On a kernel with lockep and kmemleak etc this takes 20s to complete. On 
a normal kernel build it still takes 4s.

Much worse is anything more complicated than just 'true' which will have 
more context switching:

$ perf record -e arm_spe/min_latency=1000,event_filter=10/ -m,256M --\
     perf stat true

This takes 3 minutes or 50 seconds to complete (with and without kernel 
debugging features respectively)

For comparison, running these on the host all take less than half a 
second. I measured each pin/unpin taking about 0.2s and the basic 'true' 
example resulting in 100 context switches which adds up to the 20s.
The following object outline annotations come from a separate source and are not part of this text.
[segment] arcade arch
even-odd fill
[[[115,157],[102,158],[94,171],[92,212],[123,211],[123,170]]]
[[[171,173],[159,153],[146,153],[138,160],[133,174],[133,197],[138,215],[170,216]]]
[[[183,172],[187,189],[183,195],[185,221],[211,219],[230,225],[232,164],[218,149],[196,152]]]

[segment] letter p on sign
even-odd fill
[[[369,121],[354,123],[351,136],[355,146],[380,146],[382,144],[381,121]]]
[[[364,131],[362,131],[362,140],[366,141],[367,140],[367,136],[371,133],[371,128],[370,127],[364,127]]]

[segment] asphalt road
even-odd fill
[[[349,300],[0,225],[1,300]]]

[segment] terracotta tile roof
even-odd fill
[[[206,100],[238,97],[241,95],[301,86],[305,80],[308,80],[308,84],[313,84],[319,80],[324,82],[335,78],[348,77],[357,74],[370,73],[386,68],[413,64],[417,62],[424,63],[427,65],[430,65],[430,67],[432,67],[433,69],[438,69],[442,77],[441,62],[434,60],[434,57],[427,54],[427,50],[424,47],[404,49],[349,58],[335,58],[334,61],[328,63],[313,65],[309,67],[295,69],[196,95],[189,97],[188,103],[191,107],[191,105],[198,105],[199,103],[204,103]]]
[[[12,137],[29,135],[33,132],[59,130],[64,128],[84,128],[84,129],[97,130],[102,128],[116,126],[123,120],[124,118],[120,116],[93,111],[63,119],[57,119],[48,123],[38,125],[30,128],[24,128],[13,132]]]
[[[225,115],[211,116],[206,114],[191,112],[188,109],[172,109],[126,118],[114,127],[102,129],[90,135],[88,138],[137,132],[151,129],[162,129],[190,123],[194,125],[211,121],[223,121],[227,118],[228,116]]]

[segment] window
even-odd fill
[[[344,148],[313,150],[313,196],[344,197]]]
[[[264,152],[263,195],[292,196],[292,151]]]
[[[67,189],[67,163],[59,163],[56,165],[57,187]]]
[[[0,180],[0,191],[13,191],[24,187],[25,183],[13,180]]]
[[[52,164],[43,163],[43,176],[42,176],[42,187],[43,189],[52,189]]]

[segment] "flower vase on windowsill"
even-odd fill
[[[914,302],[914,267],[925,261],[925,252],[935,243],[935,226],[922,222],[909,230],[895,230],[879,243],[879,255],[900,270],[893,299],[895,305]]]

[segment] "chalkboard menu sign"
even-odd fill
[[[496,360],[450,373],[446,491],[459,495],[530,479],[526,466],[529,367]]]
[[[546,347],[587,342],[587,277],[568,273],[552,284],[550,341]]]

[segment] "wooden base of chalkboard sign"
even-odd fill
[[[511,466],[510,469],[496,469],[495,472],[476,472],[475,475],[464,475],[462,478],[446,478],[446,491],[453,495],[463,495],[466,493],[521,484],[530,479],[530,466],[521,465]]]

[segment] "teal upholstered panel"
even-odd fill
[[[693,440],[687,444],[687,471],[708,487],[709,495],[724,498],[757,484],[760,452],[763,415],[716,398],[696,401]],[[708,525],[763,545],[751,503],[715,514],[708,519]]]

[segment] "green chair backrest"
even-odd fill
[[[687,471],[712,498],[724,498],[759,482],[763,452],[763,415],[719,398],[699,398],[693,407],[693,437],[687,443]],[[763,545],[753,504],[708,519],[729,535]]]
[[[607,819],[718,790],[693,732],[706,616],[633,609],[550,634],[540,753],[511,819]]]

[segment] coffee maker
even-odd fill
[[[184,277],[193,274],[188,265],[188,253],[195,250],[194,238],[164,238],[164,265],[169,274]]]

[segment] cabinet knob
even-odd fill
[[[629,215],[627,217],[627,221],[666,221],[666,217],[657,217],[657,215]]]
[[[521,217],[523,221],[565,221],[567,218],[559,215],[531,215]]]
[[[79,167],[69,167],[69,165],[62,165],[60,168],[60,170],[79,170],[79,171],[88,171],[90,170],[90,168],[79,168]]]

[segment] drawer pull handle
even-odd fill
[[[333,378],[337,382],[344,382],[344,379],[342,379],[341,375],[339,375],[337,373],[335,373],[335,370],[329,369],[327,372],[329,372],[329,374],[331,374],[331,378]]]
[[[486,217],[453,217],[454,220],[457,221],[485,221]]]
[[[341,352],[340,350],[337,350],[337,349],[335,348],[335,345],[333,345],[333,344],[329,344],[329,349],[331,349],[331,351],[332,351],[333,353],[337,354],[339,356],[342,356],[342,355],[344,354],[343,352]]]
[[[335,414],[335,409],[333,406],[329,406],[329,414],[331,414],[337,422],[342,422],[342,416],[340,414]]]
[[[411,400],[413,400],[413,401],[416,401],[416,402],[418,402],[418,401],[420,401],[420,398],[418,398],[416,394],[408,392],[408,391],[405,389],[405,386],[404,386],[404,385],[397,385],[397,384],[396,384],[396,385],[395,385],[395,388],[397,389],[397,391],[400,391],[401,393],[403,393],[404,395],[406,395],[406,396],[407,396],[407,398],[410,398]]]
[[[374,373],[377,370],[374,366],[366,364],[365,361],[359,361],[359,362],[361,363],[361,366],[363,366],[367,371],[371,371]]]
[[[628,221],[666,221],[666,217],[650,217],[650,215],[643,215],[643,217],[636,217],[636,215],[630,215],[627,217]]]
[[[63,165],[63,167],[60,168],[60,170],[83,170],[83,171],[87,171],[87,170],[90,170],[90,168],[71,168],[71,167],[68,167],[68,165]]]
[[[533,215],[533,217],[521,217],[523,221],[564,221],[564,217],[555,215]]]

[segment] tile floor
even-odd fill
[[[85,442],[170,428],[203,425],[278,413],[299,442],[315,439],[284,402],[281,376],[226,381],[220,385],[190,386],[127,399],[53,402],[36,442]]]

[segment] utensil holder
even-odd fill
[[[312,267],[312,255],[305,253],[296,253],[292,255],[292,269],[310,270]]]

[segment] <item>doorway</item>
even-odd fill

Another interesting stat is that the second example says 'true' ends up 
running at an average clock speed of 4Mhz:

           12683357      cycles   #    0.004 GHz

You also get warnings like this

  rcu: INFO: rcu_preempt detected stalls on CPUs/tasks:
  rcu: 	Tasks blocked on level-0 rcu_node (CPUs 0-0): P53/1:b..l
  rcu: 	(detected by 0, t=6503 jiffies, g=8461, q=43 ncpus=1)
  task:perf            state:R  running task     stack:0     pid:53 
tgid:53    ppid:52     task_flags:0x400000 flags:0x00000008
  Call trace:
   __switch_to+0x1b8/0x2d8 (T)
   __schedule+0x8b4/0x1050
   preempt_schedule_common+0x2c/0xb8
   preempt_schedule+0x30/0x38
   _raw_spin_unlock+0x60/0x70
   finish_fault+0x330/0x408
   do_pte_missing+0x7d4/0x1188
   handle_mm_fault+0x244/0x568
   do_page_fault+0x21c/0x548
   do_translation_fault+0x44/0x68
   do_mem_abort+0x4c/0x100
   el0_da+0x58/0x200
   el0t_64_sync_handler+0xc0/0x130
   el0t_64_sync+0x198/0x1a0

If we can't add a heuristic to keep the buffer pinned, it almost seems 
like the random blackouts would be preferable to pinning being so slow.